🤖 AI Summary
This study addresses the instability of existing survival risk prediction models in small-sample or event-sparse clinical cohorts, where direct transfer of models trained on large datasets is hindered by heterogeneity in risk factor effects across populations. To overcome this challenge, the authors propose the CORE-Cox framework, which first learns a shared coefficient structure across multiple outcomes in a source cohort using a low-rank multitask Cox model, then adapts to a target cohort through regularized residual correction for personalized calibration. By integrating shared structural information with cohort-specific adjustments, CORE-Cox achieves average C-indices of 0.766 and 0.658 on the UK Biobank and MIMIC-IV datasets, respectively, outperforming or closely matching the best alternatives in eight of nine evaluated outcomes. The method demonstrates substantially improved identification of high-risk individuals while maintaining interpretability, generalizability, and adaptability.
📝 Abstract
Background: Survival prediction models are often less reliable in clinical groups with limited sample sizes or few outcome events. Target-only models may be unstable, whereas models from larger cohorts may transfer poorly when risk-factor effects differ across populations.
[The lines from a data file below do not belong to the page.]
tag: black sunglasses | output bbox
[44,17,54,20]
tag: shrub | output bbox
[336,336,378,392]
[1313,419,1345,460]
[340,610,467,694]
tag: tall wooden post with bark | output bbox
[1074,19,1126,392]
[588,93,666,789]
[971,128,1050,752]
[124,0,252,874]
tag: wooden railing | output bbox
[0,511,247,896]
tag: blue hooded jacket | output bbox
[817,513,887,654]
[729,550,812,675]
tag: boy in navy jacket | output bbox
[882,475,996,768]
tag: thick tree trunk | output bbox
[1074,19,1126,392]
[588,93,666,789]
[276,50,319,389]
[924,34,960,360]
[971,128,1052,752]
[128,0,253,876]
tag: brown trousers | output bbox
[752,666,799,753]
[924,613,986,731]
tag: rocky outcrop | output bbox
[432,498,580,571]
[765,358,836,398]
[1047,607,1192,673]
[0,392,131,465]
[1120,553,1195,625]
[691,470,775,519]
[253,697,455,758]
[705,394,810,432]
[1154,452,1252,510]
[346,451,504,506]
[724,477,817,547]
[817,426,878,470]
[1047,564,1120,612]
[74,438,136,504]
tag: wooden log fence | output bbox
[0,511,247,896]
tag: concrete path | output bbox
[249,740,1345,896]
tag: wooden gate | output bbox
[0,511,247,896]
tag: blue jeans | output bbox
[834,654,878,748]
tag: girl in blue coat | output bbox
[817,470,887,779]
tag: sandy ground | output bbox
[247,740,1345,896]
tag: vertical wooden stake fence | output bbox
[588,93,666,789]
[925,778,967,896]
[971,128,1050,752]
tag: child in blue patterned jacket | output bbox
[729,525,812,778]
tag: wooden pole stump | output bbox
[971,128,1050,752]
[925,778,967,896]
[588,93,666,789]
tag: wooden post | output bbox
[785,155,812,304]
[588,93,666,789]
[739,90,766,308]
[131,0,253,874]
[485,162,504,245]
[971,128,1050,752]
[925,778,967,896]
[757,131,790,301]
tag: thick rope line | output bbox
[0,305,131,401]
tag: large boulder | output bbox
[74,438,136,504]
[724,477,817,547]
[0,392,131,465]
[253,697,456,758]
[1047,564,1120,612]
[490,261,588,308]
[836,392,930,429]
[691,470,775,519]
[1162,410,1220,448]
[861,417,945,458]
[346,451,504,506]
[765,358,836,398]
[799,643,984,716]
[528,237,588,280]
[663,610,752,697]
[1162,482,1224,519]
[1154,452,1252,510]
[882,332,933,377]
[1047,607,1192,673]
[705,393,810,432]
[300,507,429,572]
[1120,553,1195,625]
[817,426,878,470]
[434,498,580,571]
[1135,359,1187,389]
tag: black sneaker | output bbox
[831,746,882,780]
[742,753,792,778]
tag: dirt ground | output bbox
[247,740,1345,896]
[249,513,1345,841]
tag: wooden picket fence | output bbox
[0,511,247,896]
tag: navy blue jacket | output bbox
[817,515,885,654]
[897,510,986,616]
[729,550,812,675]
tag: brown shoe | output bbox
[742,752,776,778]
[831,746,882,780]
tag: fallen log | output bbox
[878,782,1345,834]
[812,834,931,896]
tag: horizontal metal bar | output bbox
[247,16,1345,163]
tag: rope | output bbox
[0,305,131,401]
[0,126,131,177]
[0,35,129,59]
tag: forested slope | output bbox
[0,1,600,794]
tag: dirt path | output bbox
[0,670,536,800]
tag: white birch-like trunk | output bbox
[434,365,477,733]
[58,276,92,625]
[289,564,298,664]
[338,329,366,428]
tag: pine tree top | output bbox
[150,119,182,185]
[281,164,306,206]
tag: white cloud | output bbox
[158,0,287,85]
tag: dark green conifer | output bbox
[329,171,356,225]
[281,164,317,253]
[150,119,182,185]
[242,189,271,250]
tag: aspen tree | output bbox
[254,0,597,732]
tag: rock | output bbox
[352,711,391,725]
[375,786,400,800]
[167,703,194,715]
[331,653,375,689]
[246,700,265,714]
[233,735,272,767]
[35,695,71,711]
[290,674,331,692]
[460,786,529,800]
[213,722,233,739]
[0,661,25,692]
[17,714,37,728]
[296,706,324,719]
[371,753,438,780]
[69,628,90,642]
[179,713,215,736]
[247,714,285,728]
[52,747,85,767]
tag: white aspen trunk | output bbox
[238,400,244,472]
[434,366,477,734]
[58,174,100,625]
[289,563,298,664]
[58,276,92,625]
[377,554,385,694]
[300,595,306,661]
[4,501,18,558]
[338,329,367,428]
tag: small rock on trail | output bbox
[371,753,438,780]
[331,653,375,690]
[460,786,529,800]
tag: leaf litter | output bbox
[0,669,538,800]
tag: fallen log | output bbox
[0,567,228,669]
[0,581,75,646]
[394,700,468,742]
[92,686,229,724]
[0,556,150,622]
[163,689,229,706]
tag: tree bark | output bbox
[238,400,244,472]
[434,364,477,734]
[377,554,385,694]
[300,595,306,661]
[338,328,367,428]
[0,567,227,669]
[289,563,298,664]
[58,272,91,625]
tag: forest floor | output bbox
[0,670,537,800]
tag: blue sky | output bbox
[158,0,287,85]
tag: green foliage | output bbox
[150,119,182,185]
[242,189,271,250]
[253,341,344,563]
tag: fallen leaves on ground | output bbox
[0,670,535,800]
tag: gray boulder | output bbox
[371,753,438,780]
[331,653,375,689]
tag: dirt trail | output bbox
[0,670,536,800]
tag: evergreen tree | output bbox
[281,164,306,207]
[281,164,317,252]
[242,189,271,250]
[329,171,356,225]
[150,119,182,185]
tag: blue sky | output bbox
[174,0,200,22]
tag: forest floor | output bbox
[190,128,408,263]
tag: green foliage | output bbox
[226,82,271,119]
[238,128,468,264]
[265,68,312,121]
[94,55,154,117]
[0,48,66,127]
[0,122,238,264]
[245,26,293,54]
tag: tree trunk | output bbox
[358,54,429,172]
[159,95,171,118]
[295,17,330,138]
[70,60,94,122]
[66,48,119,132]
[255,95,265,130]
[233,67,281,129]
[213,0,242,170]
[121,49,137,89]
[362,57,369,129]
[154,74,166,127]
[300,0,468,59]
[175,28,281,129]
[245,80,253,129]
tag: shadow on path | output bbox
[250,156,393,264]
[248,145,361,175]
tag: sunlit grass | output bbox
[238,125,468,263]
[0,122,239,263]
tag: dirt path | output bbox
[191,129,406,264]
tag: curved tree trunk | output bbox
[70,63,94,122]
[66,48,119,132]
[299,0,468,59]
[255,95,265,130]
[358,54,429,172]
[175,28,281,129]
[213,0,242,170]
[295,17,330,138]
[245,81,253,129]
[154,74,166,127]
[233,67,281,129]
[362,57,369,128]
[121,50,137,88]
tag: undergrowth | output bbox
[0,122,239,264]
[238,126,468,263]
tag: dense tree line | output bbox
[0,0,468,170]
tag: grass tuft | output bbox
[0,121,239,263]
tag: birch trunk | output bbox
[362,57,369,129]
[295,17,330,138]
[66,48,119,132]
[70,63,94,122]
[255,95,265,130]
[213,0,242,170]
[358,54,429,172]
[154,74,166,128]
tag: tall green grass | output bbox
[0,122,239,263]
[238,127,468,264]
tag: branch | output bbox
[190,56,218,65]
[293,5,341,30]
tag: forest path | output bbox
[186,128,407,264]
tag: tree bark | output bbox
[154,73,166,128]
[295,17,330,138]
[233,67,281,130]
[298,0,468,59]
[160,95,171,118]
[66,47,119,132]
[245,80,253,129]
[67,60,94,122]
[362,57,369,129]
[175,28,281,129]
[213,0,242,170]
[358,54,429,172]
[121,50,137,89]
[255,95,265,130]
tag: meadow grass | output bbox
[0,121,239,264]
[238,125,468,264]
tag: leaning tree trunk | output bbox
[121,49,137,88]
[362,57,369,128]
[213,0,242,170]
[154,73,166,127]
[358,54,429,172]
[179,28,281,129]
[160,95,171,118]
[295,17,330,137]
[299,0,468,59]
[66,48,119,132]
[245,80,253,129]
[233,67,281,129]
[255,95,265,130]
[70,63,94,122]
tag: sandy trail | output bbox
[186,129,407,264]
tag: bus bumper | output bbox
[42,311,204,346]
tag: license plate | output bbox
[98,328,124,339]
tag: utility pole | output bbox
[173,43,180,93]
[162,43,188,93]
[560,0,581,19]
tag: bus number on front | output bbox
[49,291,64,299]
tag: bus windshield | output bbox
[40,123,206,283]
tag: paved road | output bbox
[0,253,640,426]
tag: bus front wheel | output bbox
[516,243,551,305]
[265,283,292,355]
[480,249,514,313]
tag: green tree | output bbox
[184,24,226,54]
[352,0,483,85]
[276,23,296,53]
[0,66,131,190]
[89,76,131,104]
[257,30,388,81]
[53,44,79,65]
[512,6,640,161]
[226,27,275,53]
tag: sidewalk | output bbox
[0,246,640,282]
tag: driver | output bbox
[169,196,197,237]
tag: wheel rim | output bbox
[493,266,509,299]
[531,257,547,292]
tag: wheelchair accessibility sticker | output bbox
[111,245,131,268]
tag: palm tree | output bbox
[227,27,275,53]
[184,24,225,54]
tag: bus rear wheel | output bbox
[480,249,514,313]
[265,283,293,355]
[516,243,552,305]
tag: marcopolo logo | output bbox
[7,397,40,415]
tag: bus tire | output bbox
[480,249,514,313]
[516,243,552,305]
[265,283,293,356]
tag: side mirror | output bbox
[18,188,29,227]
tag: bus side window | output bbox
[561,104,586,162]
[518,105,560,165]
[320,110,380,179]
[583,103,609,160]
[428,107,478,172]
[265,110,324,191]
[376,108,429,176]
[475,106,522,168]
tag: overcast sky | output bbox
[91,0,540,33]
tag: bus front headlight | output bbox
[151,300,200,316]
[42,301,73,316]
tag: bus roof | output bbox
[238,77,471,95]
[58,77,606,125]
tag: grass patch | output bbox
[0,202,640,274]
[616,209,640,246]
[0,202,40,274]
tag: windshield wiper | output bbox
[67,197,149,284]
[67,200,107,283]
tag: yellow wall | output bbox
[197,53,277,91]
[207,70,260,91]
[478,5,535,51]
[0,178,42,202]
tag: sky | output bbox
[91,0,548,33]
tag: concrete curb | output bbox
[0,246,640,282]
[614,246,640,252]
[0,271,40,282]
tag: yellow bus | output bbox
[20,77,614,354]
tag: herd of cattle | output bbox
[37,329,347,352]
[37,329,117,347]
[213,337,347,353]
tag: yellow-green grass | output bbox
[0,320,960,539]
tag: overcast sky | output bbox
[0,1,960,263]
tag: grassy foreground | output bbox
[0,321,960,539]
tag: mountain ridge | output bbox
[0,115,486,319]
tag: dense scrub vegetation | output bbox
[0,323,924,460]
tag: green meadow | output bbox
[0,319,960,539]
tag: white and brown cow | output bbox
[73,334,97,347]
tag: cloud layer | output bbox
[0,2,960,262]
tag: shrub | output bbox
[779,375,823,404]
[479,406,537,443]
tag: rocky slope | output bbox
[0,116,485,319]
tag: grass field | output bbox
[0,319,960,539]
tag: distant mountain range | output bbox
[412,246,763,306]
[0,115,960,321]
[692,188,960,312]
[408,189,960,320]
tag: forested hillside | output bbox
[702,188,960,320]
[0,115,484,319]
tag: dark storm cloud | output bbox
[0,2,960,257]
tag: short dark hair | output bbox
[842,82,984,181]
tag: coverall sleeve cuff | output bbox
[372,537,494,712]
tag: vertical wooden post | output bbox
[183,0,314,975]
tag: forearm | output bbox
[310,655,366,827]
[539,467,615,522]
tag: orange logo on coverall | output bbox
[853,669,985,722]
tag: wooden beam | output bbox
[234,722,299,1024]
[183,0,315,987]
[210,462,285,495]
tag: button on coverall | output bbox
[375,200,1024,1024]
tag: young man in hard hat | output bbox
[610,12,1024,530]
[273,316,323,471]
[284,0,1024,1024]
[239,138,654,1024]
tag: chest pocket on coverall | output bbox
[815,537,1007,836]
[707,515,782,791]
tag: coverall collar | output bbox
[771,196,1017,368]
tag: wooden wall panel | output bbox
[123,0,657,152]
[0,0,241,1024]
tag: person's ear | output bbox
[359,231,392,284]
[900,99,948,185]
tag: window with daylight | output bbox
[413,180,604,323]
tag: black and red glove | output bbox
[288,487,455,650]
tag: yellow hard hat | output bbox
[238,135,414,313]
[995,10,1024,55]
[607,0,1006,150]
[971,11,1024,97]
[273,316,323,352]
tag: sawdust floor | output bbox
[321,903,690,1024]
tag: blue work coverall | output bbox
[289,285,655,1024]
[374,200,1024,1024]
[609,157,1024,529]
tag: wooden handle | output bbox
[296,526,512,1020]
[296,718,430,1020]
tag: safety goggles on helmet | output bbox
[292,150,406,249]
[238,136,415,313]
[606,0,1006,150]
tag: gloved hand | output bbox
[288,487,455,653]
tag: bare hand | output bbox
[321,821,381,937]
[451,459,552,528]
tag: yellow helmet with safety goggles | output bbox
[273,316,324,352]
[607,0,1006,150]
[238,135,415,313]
We evaluated whether structured transfer learning can improve survival risk stratification in data-sparse cohorts while allowing cohort-specific adaptation. Methods: We developed the COhort-shared Rank-rEduced Cox model (CORE-Cox), a two-stage framework for multi-outcome survival prediction. CORE-Cox learns shared risk-factor patterns across related outcomes in a larger source cohort via a low-rank Cox coefficient structure, then adapts these patterns to a smaller target cohort through regularized residual correction. We evaluated CORE-Cox in UK Biobank (White source, n=150,093; Asian target, n=2,534) and MIMIC-IV (White ICU source, n=15,997; Asian ICU target, n=672), comparing against target-only Cox, penalized Cox, low-rank multi-task, naive pooling, direct transfer, and single-outcome residual transfer under repeated nested cross-validation. Results: CORE-Cox achieved best or near-best discrimination across most outcomes. Mean C-index improved from 0.733 to 0.766 in UK Biobank and from 0.628 to 0.658 in MIMIC-IV, with gains in eight of nine outcomes. CORE-Cox also improved top-15% risk enrichment, with hazard-ratio estimates typically intermediate between source-only and target-only models. Discussion: CORE-Cox offers an interpretable transfer-learning framework for survival risk stratification in data-sparse cohorts, combining shared cross-outcome structure with cohort-specific adaptation. Further validation is needed before use in calibrated absolute-risk prediction or clinical decision-making.